Alister Jack: Scottish Government expected me to roll over on gender reforms
Alister Jack has said the Scottish Government expected him to "roll over" on the Gender Recognition Reform Act.
The Secretary for State for Scotland has also said the House of Lords should review Scottish Government law-making.
Giving evidence to peers, Jack was asked why Whitehall did not step in to stop ex-Scottish Government minister Lorna Slater, who was in charge of the shelved Deposit Return Scheme (DRS), from "wasting hundreds of millions of pounds".
And, on the use of the Section 35 veto power against gender reforms passed by the Scottish Parliament, he said: "Believe me, I did the right thing."
Jack was giving evidence to the Lords' Constitution Committee in a session spanning more than two hours.
The panel invited the Scottish Conservative MP to give evidence to its inquiry on the Union alongside Welsh Secretary David TC Davies and Lord Caine, the Parliamentary Under-Secretary of State at the Northern Ireland Office.
He said of the Scottish Government approach to law-making: "They either get their legislation over the line or they have a fight, they don't mind which."
Jack said devolution is "broadly working as intended" and "friction" between the UK and Scottish Governments is "not evidence of devolution failing".
The gender recognition reforms are one of several pieces of Holyrood legislation to have been found to impinge on UK-wide laws.
The DRS is another and the scheme's suspension caused agency Circularity Scotland to collapse, also leading to legal action against the Scottish Government by Biffa.
When asked by Labour peer George Foulkes why UK authorities did not act earlier to stop the progress of the DRS, Jack said he had been clear "at an early stage" that the DRS plan would have required the granting of an exemption under the UK-wide Internal Market Act.
He told the panel: "They knew from a long distance out but they just thought if they kept going I would back down.
"They never believed I would do a Section 35 on the gender recognition [reforms]."
He went on: "It's this idea that they would sail on and I would roll over and not stand my ground and that was their misjudgement."
Jack said he believes there will be a return to a "Unionist regime in Holyrood" at the next Scottish Parliament election. Referring to the SNP's time in government, he said: "Devolution is not a bad thing.
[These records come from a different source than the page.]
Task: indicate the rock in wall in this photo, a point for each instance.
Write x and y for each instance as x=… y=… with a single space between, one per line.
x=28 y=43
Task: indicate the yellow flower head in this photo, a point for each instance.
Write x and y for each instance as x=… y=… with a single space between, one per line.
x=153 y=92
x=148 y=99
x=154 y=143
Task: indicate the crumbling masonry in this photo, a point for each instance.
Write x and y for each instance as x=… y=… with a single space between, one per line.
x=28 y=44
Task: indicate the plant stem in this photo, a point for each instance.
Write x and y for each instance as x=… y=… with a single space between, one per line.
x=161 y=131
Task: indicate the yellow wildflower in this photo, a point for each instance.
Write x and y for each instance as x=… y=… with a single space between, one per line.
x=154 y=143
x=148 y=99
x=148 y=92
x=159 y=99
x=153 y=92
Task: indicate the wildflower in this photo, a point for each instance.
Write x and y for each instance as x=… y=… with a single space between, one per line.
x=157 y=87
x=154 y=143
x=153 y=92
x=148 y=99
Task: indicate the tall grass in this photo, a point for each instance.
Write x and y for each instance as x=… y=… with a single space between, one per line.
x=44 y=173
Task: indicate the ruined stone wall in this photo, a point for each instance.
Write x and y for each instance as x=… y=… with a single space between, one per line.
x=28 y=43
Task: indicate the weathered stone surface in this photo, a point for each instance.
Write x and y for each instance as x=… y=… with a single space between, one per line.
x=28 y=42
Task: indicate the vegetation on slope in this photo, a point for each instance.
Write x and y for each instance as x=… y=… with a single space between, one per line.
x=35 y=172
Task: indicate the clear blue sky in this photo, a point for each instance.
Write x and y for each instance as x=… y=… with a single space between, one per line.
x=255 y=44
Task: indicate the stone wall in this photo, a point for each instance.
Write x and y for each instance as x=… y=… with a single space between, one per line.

Where it's failed is bad governance.
"In the last 17 years, we've got poorer health service, we've got failing education standards, we've got diabolical ferry service to the islands, we've got higher drug deaths."
On how to strengthen devolution, he said: "Better review of legislation in Scotland could be one of the things we could improve upon in some sort of grand committee in this House.
"Helping to scrutinise and improve legislation would be a very good thing because I'm not alone in saying the committee structure in scrutinising legislation in Scotland has clearly been one of the failings."